The science of the climate is complex. The warming of the planet is not linear or uniform. Sometimes people say, "the earth can't be warming up, it was really cold last winter." A cold winter in one area or even a whole region doesn't prove global warming isn't happening, because the warming doesn't happen in a straight line or uniformly. When scientists talk about global warming they are talking about trends over years, and also it is based on measurements at stations all over the entire globe and then averaged. Climate is not consistent. There are natural variations. But now greenhouse gases produced from human activity are taking things in a certain direction. Global warming isn't happening by every area of the globe warming equally at the same rate. But the earth as a whole is warming over years and decades, with different regions affected differently.
The "proof" that global warming is real comes from many different lines of evidence. Polar ice and glaciers are melting at an accelerating rate. Studies measuring temperature over the last several decades show a clear warming trend. The decade of the 1990s was warmer than the 1980s, and 2000-2009 was warmer than the 1990s. Eleven of the past 14 years are the warmest ever recorded. There is a great deal of evidence that, on average, spring is occurring earlier and earlier on the planet as a whole—affecting many plant and animal species. And there is also increasing evidence that climate extremes—more devastating floods in some regions, severe droughts in others, heat waves and more powerful hurricanes in certain regions —have been occurring as climate patterns are being changed through this process.

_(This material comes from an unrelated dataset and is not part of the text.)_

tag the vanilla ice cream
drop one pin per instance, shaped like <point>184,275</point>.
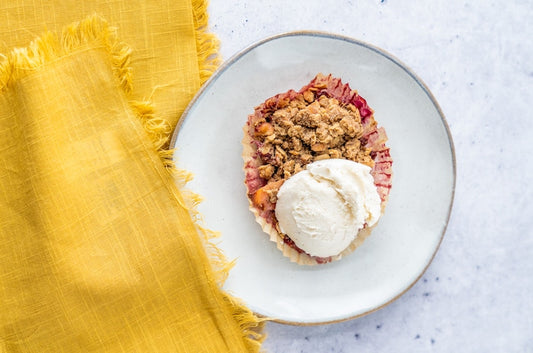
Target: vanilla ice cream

As global warming continues, there is growing danger of "tipping points," where much more dramatic shifts to an unrecognizable planet become not only likely, but if greenhouse gases are not quickly and dramatically cut, inevitable. If "business as usual" continues, the planet will experience tremendous changes, such as the melting off of glaciers that provide fresh water for tens of millions making an already dire situation (where a billion people on earth don't have access to clean water) much, much worse. Even the potential breakdown of human societies causing much greater suffering and chaos than already exists could happen because of warming and other environmental destruction. These things and more are very possible and indeed likely if dramatic cuts in greenhouse gases are not made, and relatively quickly. These gases need to be cut by 80% by the year 2050, and by 25% to 40% by 2020 worldwide, in order to prevent the worst of global warming. Some warming is already inevitable and "built into the system" because the gases already in the air will continue to cause warming for a long time even if the amount put into the air is cut now.
The technology and know-how exist to make the dramatic and radical changes that are required to reverse all this. The kind of changes needed to address this problem would mean tremendous dislocation of the capitalist-imperialist system. It would require undermining the nature and workings of a capitalist-imperialist system that treats nature as just one more resource to be exploited and poured into production for profit. And the never-ending competition dictated by "expand or die" puts one fundamental goal above all else: the maximization of profit. This is why this system will not and cannot do what is really needed to address the problem of global warming.
To save the planet we need revolution—to bring into being socialist societies aimed at a communist world, where billions of people all over the world, with their vast knowledge and potential creativity, can be mobilized, led and unleashed to build a society that truly safeguards humanity and the very life of the planet itself.